The reason the above call is insecure is also detailed in the function documentation. The function does not implement any length checks. Therefore, due to the function of writing the entire body to a single buffer. The function has the capability to allocate a variable quantity of memory, directly corresponding to the size of the malicious HTTP packet.

Instant-DoS-Vulnerability-in-Rusts-Hyper

The More Dangerous Issue – Instant DoS

Some vendors might have disregarded the aforementioned warning, potentially downplaying the issue. This could be because sending a solitary HTTP request with excessively large body size, such as 64GB or any size that monopolizes all available memory, is highly impractical. The sheer volume of data involved would be immense. In practice, proxies, CDNs, WAFs, and other security measures would likely intercept such a request because of its abnormal size.

However, without any length checks, it is actually possible to abuse this issue for causing DoS even with a very small packet.

As mentioned, the to_bytes function reads chunks of data. If there is only one chunk, it just returns it. After reading the first chunk, the code checks if there is more to read. If there is nothing else waiting on the line, the code returns the first chunk read. If there is more data on the line, the code then creates a Vector with a capacity of the expected length of the body –
pub async fn to_bytes(body: T) -> Result<Bytes, T::Error>
where    T: HttpBody,
{
    ...
    // With more than 1 buf, we gotta flatten into a Vec first.
    let cap = first.remaining() + second.remaining() + body.size_hint().lower() as usize;
    let mut vec = Vec::with_capacity(cap);
    ...

The code populates the vector with the already-read data and awaits for the remaining data to be read.

Here, the crucial observation derives the size of the vector from the "Content-Length" header. The code directly passes the expected size to Rust's memory allocator. If the expected size is too large for the allocator, it will panic and crash the process. Since there is no limit for the “Content-Length” header’s value, it is possible to send a small request with a very large “Content-Length” value that will immediately crash the process –memory allocation of 11111111111111111111 bytes failed.

In many cases, depending on the project that uses Hyper, this could be a zero-click DoS attack. Since the scenario of an HTTP-based server receiving data from untrusted sources is extremely common.

How Can this Issue be Resolved?

Since the Hyper library does not restrict the HTTP body size by default, it is up to the developers that rely on Hyper to implement the size check in their own code, by comparing the request/response’s size_hint to some upper limit.
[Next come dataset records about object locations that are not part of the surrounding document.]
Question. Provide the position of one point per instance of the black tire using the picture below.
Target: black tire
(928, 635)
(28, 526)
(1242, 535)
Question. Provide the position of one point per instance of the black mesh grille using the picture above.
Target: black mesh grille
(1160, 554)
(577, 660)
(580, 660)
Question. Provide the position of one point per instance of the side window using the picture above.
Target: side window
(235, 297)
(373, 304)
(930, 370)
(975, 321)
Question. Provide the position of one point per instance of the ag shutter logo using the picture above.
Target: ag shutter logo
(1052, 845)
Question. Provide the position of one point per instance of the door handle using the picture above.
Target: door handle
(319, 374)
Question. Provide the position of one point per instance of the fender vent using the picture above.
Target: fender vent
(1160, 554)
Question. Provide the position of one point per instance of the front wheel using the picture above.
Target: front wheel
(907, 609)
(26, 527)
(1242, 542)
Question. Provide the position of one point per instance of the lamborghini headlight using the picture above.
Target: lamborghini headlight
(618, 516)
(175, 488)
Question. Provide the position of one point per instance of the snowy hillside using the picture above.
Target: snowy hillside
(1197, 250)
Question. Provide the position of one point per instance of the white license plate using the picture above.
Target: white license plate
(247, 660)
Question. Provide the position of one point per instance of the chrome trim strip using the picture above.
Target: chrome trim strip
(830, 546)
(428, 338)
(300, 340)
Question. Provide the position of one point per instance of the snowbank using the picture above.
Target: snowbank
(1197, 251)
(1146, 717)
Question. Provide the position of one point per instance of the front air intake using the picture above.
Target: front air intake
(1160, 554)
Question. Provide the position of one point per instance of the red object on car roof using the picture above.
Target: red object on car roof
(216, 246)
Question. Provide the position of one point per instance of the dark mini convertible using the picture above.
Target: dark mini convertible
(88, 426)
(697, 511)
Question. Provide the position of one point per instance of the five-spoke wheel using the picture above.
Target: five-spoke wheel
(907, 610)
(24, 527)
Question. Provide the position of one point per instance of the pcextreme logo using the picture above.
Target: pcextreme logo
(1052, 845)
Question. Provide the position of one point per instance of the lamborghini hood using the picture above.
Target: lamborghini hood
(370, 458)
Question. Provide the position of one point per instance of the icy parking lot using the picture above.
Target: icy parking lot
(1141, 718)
For example from the official documentation –

use hyper::{body::HttpBody};
let response = client.request(request).await?;
 
const MAX_ALLOWED_RESPONSE_SIZE: u64 = 1024;
 
let response_content_length = match response.body().size_hint().upper() {
    Some(v) => v,
    None => MAX_ALLOWED_RESPONSE_SIZE + 1
};
 
if response_content_length < MAX_ALLOWED_RESPONSE_SIZE {
    let body_bytes = hyper::body::to_bytes(response.into_body()).await?;
    println!("body: {:?}", body_bytes);
}

Summary

In essence, Hyper's absence of size restrictions poses a grave threat, prone to exploitation by attackers to crash HTTP systems. We highly recommend implementing a size limit on requests & responses as shown above. Offensive360 will keep notifying vulnerable Rust maintainers to address this issue, ensuring comprehensive vulnerability fixes.